In V3, an user cannot see all the options within a multi-select dropdown at first glance, however there was the ability to separate out the options and streamlined view with seeing all the selections as an user interacts with the dropdown.

Validation and Testing Goals

I first did quick testing using V2/V3 on this specific design problem with 3 users to test the tradeoffs. I had a hypotheses that V2 would lead to more usability errors, however wanted to validate this.

Findings

  • V2 - 2 users scanned through a list, while 1 user searched for members. The person who searched found it simple, wheras those who scrolled found it frustrating and could not find what they were looking for

  • V3 - All users liked the grouping by environment when searching by members

  • V3 - Users took longer to select source types since they had to do it per environment, but expressed less frustration

  • V3 - The user who searched appreciated the interaction where someone can copy and paste directly to trigger a select

Based on user testing, I decided to use V3 (multi-select dropdowns) as there was less frustration and difficulty in finding source types and members.

 Next Steps

One of the exciting things about the mainframe functionality is the ability to onboard 50-60% of applications that have not been able to use Atlas previously. With such an ambiguous initiative, t was rewarding to work with many developers and SMEs to gather feedback and co-design. Due to the short timelines, I worked through quick iteration loops in order to keep momentum and ensure that the designs contained the necessary requirements.

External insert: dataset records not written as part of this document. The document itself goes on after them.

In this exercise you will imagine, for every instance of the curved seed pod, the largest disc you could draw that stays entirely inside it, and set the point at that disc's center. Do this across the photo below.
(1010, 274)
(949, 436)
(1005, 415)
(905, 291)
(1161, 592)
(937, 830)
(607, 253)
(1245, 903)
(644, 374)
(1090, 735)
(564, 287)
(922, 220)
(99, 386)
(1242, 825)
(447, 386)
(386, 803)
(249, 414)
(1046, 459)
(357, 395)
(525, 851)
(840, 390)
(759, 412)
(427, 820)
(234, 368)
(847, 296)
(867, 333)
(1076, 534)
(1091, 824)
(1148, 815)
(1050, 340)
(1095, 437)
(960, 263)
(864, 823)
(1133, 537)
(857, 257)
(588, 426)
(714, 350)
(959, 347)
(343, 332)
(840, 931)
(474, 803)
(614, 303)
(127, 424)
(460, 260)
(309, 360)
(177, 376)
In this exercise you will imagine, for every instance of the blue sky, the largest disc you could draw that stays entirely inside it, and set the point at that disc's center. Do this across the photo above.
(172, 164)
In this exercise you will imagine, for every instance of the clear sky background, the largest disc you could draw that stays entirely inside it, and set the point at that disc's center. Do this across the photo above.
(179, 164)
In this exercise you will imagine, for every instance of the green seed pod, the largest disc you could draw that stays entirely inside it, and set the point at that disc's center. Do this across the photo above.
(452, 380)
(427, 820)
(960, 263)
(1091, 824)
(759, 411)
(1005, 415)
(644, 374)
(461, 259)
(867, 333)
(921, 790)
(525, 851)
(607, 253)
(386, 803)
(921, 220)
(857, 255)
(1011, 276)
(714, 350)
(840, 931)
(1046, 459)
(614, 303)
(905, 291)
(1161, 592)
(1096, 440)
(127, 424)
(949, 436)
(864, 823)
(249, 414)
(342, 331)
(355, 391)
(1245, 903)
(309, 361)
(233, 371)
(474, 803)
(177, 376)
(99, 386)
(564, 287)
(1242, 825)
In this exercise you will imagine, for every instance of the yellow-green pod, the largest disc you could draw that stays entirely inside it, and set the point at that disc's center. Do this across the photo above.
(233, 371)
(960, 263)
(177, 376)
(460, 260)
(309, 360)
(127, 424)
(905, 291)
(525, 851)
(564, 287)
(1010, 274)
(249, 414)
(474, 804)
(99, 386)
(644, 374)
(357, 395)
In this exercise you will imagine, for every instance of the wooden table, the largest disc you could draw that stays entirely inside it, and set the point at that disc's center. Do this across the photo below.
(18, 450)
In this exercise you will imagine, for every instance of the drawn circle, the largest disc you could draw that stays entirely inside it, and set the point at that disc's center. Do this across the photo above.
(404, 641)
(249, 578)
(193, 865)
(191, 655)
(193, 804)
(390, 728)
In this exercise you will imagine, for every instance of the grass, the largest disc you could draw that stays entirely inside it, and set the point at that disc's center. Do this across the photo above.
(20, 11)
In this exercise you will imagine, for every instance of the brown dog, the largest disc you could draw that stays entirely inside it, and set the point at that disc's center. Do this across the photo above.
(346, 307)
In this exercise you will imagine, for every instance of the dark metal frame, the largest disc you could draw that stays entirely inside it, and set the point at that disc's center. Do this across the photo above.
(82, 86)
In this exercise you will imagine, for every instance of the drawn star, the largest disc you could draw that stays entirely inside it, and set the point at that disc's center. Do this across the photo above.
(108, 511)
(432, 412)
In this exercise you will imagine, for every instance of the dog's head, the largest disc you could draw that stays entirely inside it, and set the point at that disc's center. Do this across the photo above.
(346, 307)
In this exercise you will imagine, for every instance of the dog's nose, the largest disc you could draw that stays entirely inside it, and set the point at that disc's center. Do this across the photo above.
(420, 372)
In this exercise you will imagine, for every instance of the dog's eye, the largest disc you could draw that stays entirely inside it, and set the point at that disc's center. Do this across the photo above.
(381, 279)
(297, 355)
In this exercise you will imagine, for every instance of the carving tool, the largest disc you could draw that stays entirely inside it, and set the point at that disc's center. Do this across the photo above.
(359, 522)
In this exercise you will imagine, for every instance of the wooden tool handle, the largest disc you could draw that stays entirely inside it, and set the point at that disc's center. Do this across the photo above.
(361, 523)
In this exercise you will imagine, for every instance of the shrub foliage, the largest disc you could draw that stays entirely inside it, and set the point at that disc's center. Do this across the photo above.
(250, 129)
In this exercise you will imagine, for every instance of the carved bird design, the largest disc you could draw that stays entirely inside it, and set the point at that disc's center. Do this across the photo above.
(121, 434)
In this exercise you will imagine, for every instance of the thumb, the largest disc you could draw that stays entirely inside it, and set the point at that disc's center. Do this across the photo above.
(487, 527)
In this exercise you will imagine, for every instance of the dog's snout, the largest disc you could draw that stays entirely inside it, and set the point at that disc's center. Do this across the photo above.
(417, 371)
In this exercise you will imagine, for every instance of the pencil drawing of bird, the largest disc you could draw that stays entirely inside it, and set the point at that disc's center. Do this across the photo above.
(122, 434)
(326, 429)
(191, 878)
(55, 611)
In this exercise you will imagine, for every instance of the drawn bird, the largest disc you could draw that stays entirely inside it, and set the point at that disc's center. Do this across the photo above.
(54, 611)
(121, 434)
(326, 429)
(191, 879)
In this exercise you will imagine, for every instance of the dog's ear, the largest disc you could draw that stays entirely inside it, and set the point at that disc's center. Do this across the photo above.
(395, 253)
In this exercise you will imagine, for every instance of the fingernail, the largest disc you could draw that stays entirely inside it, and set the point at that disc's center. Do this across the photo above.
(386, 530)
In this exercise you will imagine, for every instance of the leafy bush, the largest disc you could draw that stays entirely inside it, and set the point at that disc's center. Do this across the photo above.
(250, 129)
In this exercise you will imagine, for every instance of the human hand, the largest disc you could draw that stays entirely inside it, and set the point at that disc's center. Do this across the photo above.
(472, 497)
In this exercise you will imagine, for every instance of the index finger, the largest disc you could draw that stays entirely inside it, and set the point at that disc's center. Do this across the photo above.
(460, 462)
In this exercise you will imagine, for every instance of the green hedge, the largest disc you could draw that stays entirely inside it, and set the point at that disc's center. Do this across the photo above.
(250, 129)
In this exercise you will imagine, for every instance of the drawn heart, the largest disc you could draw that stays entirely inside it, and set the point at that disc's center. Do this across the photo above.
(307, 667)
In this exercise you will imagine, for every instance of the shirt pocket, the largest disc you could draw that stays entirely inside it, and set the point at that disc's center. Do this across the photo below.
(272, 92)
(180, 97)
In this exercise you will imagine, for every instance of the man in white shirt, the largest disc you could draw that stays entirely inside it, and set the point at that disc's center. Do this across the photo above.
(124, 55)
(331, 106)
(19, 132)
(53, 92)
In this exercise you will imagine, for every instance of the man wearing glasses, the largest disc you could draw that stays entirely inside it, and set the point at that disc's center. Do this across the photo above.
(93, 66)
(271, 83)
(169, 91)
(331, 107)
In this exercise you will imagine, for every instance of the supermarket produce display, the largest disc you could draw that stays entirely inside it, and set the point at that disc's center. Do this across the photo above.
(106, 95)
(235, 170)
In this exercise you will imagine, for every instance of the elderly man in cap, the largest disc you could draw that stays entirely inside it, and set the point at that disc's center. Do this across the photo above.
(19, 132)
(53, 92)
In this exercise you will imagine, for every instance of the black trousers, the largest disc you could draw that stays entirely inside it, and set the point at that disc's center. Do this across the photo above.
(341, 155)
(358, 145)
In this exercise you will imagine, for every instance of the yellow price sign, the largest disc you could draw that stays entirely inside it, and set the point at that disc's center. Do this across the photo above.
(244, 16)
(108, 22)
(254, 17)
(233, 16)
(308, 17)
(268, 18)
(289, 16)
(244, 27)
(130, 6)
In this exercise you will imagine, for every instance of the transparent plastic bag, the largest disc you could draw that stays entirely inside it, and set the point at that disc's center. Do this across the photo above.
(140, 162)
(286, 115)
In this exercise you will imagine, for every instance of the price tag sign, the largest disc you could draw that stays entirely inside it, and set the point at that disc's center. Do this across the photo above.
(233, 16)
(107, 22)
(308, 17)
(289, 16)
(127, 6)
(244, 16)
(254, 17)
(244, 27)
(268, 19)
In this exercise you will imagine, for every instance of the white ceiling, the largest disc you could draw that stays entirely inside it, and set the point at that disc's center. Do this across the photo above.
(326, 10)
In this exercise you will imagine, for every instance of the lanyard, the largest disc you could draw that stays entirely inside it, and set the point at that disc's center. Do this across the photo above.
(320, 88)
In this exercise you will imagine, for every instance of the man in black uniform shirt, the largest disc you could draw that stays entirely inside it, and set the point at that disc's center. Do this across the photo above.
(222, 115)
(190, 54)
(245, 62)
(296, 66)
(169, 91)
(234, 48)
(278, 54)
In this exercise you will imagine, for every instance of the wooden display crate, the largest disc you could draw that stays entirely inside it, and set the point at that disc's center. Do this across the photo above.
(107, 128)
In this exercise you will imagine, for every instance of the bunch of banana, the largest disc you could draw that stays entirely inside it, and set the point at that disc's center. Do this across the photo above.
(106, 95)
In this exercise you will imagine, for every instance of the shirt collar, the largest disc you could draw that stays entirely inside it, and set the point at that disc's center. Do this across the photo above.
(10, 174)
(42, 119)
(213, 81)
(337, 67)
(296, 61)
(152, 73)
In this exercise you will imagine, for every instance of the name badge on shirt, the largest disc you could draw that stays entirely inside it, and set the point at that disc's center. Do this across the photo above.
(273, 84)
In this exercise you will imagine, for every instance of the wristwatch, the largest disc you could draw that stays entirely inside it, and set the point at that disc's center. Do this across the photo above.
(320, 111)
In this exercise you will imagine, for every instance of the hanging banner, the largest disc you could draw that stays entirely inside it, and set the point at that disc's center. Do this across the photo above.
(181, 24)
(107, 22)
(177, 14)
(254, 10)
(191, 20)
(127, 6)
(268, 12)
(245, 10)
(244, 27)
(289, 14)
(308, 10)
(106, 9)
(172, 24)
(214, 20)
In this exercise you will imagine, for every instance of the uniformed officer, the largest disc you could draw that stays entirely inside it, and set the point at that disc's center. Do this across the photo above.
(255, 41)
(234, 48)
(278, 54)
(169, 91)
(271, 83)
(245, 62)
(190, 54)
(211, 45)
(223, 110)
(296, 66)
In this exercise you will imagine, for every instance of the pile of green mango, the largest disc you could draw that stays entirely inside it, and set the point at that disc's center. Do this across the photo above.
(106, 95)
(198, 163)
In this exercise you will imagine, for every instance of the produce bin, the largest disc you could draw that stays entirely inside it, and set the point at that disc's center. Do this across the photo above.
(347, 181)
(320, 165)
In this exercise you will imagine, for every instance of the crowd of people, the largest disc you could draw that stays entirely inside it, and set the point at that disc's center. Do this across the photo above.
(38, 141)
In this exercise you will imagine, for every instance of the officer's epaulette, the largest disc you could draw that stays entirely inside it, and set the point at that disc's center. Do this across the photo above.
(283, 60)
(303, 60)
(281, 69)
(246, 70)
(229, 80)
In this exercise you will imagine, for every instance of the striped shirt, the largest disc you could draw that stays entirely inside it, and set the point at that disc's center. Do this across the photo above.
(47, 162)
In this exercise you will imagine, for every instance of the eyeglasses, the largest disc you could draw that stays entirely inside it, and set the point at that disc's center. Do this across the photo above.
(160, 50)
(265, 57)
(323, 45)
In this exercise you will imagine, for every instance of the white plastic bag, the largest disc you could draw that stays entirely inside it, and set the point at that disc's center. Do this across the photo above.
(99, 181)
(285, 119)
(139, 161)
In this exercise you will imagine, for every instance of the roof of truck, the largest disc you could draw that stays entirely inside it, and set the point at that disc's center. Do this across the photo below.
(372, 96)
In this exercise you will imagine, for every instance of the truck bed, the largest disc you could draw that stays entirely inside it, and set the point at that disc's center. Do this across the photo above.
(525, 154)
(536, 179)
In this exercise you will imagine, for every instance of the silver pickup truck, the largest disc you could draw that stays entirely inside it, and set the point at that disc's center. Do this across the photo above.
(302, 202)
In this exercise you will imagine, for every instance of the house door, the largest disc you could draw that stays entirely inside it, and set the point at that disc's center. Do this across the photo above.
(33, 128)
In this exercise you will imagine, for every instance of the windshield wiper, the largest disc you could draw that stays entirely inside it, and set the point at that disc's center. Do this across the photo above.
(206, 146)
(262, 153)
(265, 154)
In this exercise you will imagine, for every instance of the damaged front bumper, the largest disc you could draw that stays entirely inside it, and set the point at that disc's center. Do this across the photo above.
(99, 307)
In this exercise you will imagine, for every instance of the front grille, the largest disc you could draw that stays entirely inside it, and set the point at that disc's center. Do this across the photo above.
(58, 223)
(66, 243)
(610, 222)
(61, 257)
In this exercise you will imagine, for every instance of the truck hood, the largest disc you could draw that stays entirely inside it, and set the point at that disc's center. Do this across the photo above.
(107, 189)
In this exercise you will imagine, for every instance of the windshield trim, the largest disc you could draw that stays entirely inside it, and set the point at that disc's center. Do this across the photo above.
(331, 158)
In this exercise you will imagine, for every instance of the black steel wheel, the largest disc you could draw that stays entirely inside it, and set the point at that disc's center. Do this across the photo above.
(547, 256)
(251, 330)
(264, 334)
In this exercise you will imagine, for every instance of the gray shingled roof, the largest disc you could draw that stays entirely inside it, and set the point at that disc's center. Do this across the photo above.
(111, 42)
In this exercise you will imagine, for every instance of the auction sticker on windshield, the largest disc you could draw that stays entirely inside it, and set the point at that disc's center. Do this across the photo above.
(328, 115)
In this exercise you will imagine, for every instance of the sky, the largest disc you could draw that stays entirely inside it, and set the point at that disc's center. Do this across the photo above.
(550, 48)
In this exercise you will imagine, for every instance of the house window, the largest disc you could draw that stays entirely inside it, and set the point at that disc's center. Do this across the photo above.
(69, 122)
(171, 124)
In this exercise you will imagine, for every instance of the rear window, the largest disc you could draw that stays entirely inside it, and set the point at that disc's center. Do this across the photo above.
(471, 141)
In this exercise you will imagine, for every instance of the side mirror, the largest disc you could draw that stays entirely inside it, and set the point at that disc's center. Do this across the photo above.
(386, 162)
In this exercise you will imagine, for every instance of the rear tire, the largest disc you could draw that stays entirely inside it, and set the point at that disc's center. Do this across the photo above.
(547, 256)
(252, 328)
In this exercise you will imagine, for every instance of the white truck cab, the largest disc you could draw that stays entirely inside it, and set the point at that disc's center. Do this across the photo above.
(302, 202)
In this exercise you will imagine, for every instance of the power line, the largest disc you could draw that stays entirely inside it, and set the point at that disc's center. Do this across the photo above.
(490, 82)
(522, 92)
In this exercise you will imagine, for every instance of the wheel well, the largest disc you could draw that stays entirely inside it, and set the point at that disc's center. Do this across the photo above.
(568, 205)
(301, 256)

I would have loved to be able to keep a pulse check to gather success metrics. Not only did I want to ensure successful adoption, but that mainframe applications continued to be onboarded and deployed using Atlas (retention) and users would be able to complete these steps successfully.

Looking back, since I had to design for multiple stakeholders in the room, I avoided ambiguity by sticking to a mid-high fidelity but knew that I could have saved time by designing lower fidelity wireframes. I believe I could have done more exploration through quick sketches or wireframes.